Moreover, even as counterterrorism has faded somewhat as a US security priority, it’s clear from this recent conflict that the US still has a hard time winning asymmetric wars against weaker adversaries that have the advantage of geography and more will to fight. The US can’t eliminate the security threat from adversaries like Iran, though it can punish and degrade them — hence Trump’s repeated threats to return to airstrikes if the country steps out of line again.
The notion that the US will need to play an ongoing “guardian” role to keep the Middle East stable is a long way from the “everlasting peace” Trump was promising a year ago after the signing of a ceasefire deal in Gaza. This moment is not a high point for the US-Israel relationship, just a few months after the two countries broke new ground by going into combat side-by-side for the first time.
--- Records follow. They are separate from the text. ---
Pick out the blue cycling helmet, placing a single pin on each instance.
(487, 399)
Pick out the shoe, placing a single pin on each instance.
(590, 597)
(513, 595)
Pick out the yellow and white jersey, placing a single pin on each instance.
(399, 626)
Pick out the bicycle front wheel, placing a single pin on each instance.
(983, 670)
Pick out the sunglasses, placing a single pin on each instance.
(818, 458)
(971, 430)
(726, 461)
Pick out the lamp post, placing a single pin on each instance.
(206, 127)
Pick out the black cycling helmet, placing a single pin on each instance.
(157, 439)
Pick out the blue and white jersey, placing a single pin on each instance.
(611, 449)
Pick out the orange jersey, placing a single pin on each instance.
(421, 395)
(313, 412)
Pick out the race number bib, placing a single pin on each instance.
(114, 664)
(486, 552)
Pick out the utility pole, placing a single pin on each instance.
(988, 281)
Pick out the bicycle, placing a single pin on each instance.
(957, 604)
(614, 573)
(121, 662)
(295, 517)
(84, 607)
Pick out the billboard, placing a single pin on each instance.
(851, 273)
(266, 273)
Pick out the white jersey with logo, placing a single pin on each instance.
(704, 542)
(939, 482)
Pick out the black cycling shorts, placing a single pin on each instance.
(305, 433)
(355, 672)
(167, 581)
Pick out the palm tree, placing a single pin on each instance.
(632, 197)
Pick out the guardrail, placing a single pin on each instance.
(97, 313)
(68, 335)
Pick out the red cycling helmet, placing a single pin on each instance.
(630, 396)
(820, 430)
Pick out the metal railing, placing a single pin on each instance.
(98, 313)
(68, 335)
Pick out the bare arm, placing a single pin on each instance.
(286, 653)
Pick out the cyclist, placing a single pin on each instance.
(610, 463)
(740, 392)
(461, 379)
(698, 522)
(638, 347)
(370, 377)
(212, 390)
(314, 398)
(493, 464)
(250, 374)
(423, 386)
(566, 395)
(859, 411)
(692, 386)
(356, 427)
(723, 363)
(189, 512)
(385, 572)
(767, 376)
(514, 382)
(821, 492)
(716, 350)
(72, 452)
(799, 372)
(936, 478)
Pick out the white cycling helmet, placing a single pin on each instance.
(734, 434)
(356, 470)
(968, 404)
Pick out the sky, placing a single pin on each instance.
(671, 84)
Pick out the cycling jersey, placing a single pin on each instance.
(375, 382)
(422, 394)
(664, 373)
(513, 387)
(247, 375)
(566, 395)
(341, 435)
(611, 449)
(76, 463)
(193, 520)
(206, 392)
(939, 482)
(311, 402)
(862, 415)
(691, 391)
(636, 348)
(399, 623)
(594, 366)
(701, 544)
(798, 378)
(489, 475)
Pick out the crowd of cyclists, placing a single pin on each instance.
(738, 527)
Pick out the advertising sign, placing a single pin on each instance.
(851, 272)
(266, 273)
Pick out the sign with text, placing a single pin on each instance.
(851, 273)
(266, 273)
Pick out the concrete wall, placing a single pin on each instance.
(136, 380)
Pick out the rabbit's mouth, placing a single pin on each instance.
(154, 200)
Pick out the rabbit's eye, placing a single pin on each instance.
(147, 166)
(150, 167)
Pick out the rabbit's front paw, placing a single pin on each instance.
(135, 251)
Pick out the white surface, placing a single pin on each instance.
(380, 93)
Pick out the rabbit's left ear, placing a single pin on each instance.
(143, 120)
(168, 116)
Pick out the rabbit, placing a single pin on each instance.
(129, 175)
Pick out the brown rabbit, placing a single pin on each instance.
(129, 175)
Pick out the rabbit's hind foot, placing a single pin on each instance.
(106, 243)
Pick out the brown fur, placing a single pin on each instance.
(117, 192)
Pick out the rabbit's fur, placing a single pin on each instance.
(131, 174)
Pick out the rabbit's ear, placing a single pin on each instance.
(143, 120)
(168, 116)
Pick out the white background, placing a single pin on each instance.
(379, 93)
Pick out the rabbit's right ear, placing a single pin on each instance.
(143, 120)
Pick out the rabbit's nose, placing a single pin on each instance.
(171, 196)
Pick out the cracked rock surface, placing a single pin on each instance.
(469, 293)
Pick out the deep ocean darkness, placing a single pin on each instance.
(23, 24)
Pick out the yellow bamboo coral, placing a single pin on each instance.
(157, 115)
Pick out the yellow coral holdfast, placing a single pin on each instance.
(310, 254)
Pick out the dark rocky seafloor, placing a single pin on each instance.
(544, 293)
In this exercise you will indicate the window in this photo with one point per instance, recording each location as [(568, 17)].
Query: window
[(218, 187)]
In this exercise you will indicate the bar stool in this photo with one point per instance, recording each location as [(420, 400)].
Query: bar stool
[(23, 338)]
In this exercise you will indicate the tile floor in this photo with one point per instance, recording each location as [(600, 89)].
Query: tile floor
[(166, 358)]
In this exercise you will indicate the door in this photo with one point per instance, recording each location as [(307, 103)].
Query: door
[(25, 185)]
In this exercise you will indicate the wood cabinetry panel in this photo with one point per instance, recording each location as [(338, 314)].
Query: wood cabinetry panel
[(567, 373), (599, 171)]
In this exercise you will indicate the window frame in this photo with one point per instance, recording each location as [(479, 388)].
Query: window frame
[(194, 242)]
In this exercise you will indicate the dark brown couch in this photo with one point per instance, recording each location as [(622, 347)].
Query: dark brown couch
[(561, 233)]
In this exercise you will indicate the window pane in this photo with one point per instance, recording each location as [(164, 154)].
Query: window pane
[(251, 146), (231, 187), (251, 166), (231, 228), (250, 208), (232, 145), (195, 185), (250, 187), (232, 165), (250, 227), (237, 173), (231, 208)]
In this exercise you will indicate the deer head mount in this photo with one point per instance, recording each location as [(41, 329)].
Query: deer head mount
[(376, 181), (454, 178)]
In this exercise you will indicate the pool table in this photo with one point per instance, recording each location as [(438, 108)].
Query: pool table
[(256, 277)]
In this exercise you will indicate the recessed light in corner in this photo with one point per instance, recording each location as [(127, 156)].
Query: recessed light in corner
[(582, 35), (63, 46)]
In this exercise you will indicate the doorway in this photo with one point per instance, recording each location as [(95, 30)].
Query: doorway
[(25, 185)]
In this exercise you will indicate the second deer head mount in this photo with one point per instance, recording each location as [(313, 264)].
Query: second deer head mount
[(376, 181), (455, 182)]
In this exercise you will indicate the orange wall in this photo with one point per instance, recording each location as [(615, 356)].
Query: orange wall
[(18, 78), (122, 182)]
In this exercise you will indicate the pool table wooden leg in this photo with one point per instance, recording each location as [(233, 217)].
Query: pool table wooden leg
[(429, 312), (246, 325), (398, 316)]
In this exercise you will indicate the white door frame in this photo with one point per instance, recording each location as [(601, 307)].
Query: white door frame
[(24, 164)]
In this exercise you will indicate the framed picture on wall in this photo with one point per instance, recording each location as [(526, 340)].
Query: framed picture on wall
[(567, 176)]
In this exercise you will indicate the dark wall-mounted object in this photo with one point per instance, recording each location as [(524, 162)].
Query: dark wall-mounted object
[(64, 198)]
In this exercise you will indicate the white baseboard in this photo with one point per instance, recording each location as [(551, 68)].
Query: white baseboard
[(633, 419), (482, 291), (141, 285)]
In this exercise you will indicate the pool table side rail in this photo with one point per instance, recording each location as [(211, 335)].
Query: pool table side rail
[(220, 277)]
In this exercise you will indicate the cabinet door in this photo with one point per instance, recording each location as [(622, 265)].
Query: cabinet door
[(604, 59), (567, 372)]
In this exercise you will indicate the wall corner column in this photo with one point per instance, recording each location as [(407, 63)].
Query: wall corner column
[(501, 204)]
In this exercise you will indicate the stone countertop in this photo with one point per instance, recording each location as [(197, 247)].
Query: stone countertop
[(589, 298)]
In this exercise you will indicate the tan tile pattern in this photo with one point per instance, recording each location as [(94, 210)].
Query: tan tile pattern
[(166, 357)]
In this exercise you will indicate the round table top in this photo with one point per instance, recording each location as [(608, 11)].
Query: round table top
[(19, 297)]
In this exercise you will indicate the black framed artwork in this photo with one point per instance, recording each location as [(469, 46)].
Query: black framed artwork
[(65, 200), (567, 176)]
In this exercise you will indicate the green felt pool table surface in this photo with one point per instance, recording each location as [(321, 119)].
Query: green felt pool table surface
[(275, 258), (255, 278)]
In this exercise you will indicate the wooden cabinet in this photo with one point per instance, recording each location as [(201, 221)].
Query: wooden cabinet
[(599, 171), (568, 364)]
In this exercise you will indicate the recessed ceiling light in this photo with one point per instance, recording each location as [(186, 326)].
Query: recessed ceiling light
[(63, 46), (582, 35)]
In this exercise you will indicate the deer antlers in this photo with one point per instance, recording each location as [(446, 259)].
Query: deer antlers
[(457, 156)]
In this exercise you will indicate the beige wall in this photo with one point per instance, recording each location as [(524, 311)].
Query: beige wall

But still, Trump does appear to have somewhat embraced Israel’s logic of “mowing the grass” — the idea that rather than getting locked into long, drawn-out wars to defeat asymmetric adversaries, it’s better to simply launch periodic missions to degrade and knock them off balance.
The “guardian” role Trump seems to have in mind may be less a police force than a landscaping service — replacing the goal of long-term security for both the US itself and its allies, with short-term profit.